I agree that lawyers who, like the head of one self-described public interest organization, threaten to achieve their desired outcomes by overwhelming the courts with thousands of lawsuits in behalf of detainees, or those who adopt publicly the agendas of their clients, deserve every bit of condemnation they get.

Because while Mukasey is allowed to disagree with settled law, some organizations are not allowed to use the process of law in this country to argue for the rule of law.

And here’s perhaps the funniest paragraph in this confused op-ed.

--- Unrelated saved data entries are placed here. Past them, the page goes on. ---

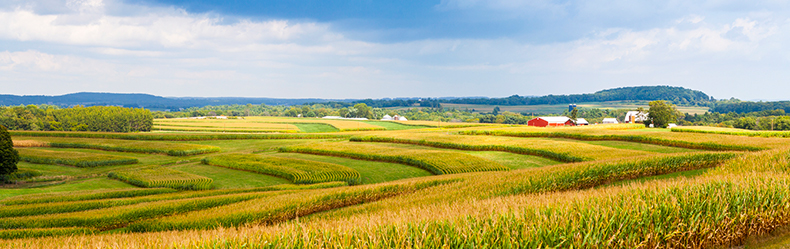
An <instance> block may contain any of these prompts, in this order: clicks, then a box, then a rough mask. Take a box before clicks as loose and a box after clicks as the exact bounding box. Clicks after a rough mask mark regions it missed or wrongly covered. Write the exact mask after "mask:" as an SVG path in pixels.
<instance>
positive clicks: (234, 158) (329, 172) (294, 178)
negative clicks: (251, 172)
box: [202, 154, 362, 185]
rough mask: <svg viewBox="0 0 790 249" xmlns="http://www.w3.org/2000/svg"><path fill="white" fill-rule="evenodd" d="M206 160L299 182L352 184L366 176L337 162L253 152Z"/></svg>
mask: <svg viewBox="0 0 790 249" xmlns="http://www.w3.org/2000/svg"><path fill="white" fill-rule="evenodd" d="M202 162H203V163H204V164H208V165H214V166H220V167H226V168H232V169H240V170H246V171H252V172H256V173H261V174H267V175H273V176H277V177H282V178H285V179H288V180H290V181H291V182H293V183H296V184H311V183H320V182H332V181H344V182H348V184H349V185H356V184H361V183H362V176H360V175H359V172H357V171H356V170H353V169H351V168H348V167H346V166H343V165H338V164H333V163H324V162H316V161H310V160H302V159H293V158H282V157H273V156H258V155H249V154H227V155H220V156H215V157H208V158H204V159H203V160H202Z"/></svg>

It is plainly prudent for us to assure that no government lawyers are bringing to their public jobs any agenda driven by views other than those that would permit full-hearted enforcement of laws that fall within their responsibility—whether those laws involve prosecution of drug dealers, imposition of the death penalty, or detention of those who seek to wage holy war against the United States. It’s also prudent that Congress exercise its long-established oversight responsibility to provide that assurance.

“It is plainly prudent for us to assure that no government lawyers are bringing to their public jobs any agenda driven by views other than those that would permit full-hearted enforcement of laws that fall within their responsibility.” Note the example Mukasey doesn’t mention in his list of those who might bring a bias to their job as a government lawyer? Those who–as most people who commented on the OPR Report concluded had happened–bring radical notions of executive power into the OLC and apply those notions to questions of torture. Even the most conservative commenters on the OPR Report agree that Yoo has fairly radical views about Commander-in-Chief authority. In fact, that’s the means by which Yoo apologists excused the obviously flawed process by which he wrote the memos. If John Yoo really believes no laws can limit the President, Yoo defenders argued, then he can’t be faulted for the Bybee Memo. But Mukasey, in theory at least, says he can.

And the notion that Congress should have the power to exercise oversight over these government lawyers? That is coming from Michael Mukasey who, as Attorney General, repeatedly refused to give Congress these OLC memos, which would have been the first step to them exercising oversight over a government lawyer whose bias had tainted his work.

Now, I’m happy that Mukasey has joined the long list of people opposing Liz “BabyDick” Cheney’s McCarthyism. But even using his own logic here, Yoo’s embrace of torture was legally problematic.

Not to mention Mukasey’s own role in–among other things–preventing the kind of Congressional oversight Mukasey himself admits needs to happen.

Update: David Luban takes issue with Mukasey’s false equivalency, too.

But in fact, the parallel is completely bogus. What makes the Cheney attacks McCarthyism is guilt by association, wrapped in innuendo, and cynically appealing to paranoia: Because you represented a detainee, you very likely sympathize with Al Qaeda, and we need to smoke you out.
Nobody ever criticized the torture lawyers because of who they represented, and nobody questioned their loyalty. The criticisms were on three completely different grounds: first, that they made frivolous arguments to get around the law; second, that they violated their ethical and constitutional obligation to give candid, independent advice to the president; and third, that they facilitated a misbegotten plan to torture captives. My own writing focused on the first two arguments; other critics focused on the third. Obviously, many people reject these criticisms on the merits, but that isn’t the point. Whether the criticisms are right or wrong, they don’t traffic in guilt by association, they don’t blame lawyers for who their clients are, and they don’t hint at treason.
There is simply no parallel between criticizing lawyers for violating the law and assassinating their characters for representing the “wrong” clients. (To be clear: I am not objecting to Mukasey’s defense of the current DOJ lawyers. His willingness to put his considerable authority on the line deserves applause. I’m objecting only to his “moral equivalence” argument.)